Фарт | страница 38
Заведя речь о заводе, Иннокентий Филиппович неизменно углублялся в его историю. Он оправдывал это тем, что Косьвинский завод — завод диаграмматический, от Екатерины до наших дней, или, как он еще выражался, завод, наглядно иллюстрирующий прогресс металлургического производства. «Все здесь овеяно преданиями старины глубокой, и забывать об этом не годится», — говорил он.
Муравьев не интересовался историей, но в первый же день он заметил странную особенность: какую бы тему ни затронуть с косьвинскими старожилами — безразлично, с молодыми или старыми, — они обязательно свернут разговор к городским преданиям и легендам. И главный инженер, и сталевары, и Соколовский, и даже секретарь райкома, с которым Муравьев познакомился однажды на совещании, рассказывали ему о том, как возникли здесь, среди дремучих лесов, железоделательные заводы.
В лесах, окружающих город, часто попадались большие пространства, сплошь испещренные рытвинами и воронками. Возле дома приезжих тоже было такое место. Сперва Муравьев думал, что эти воронки остались после корчевания пней, но потом ему объяснили, что это следы заваленных «дудок», из которых в прежние времена добывали руду.

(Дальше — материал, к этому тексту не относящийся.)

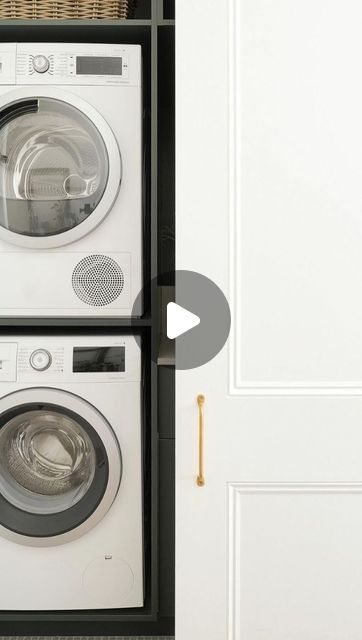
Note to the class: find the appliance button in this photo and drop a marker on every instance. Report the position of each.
(40, 359)
(41, 64)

Руда здесь была бедная, тридцатипроцентная; теперь ее исчерпали совсем. Копали руду крестьяне, стоя в «дудках» по колено в воде, и свозили к домнам по копейке за пуд. Никто из них не разбогател на этом деле, но на этой руде возник завод, а с ним и город около ста семидесяти лет тому назад.
Муравьеву рассказывали о том, какого качества чугун выпускали здешние заводы. Это был чугун гибкий и упругий, как сталь. Чугунное кольцо пяти вершков диаметром с несходящимися концами можно было сжимать, как пружину, до трех вершков, расширять до шести, и кольцо возвращалось к прежнему размеру. Из косьвинской стали делали косы и лопаты, которые расходились по всей стране и попадали даже в Европу.
А рассказав об этом, собеседники переходили к преданиям о страшных основателях завода и города, превративших весь округ в собственную вотчину, о тульских заводчиках Баклановых. Это были рассказы о подземельях с тяжелыми чугунными дверями, где Баклановы чеканили фальшивую монету, о мастеровых, работавших по шестнадцати часов в сутки, о забавах хозяев и их приближенных. Одна из этих забав заключалась в следующем: на площадку выпускали огромного, свирепого борова, которого предварительно брили и намыливали, и смельчаки должны были его поймать. Рассказывали Муравьеву и о разбойничьих отрядах Бакланова, грабивших проходящие вблизи Косьвы обозы, и о любовнице Бакланова, утопившейся в пруду — на том месте, которое и теперь называется Варькина заводь. Слыхал он и легенду о кургане, который находился вблизи стадиона. Самого кургана Муравьев, правда, не видел, так как на стадионе не был, но и эту историю ему успели рассказать. Один из рабочих фальшивомонетного двора, существование которого держалось в строжайшей тайне, проговорился однажды своей возлюбленной. Бакланов узнал об этом и приказал заковать рабочего вместе с подругой и бросить в подземелье. Люк из подземелья выходил в парк, и прохожие, слыша стоны, начали разносить по городу слухи о новом преступлении хозяина. Тогда Бакланов велел каждому горожанину принести и бросить на крышку люка горсть земли.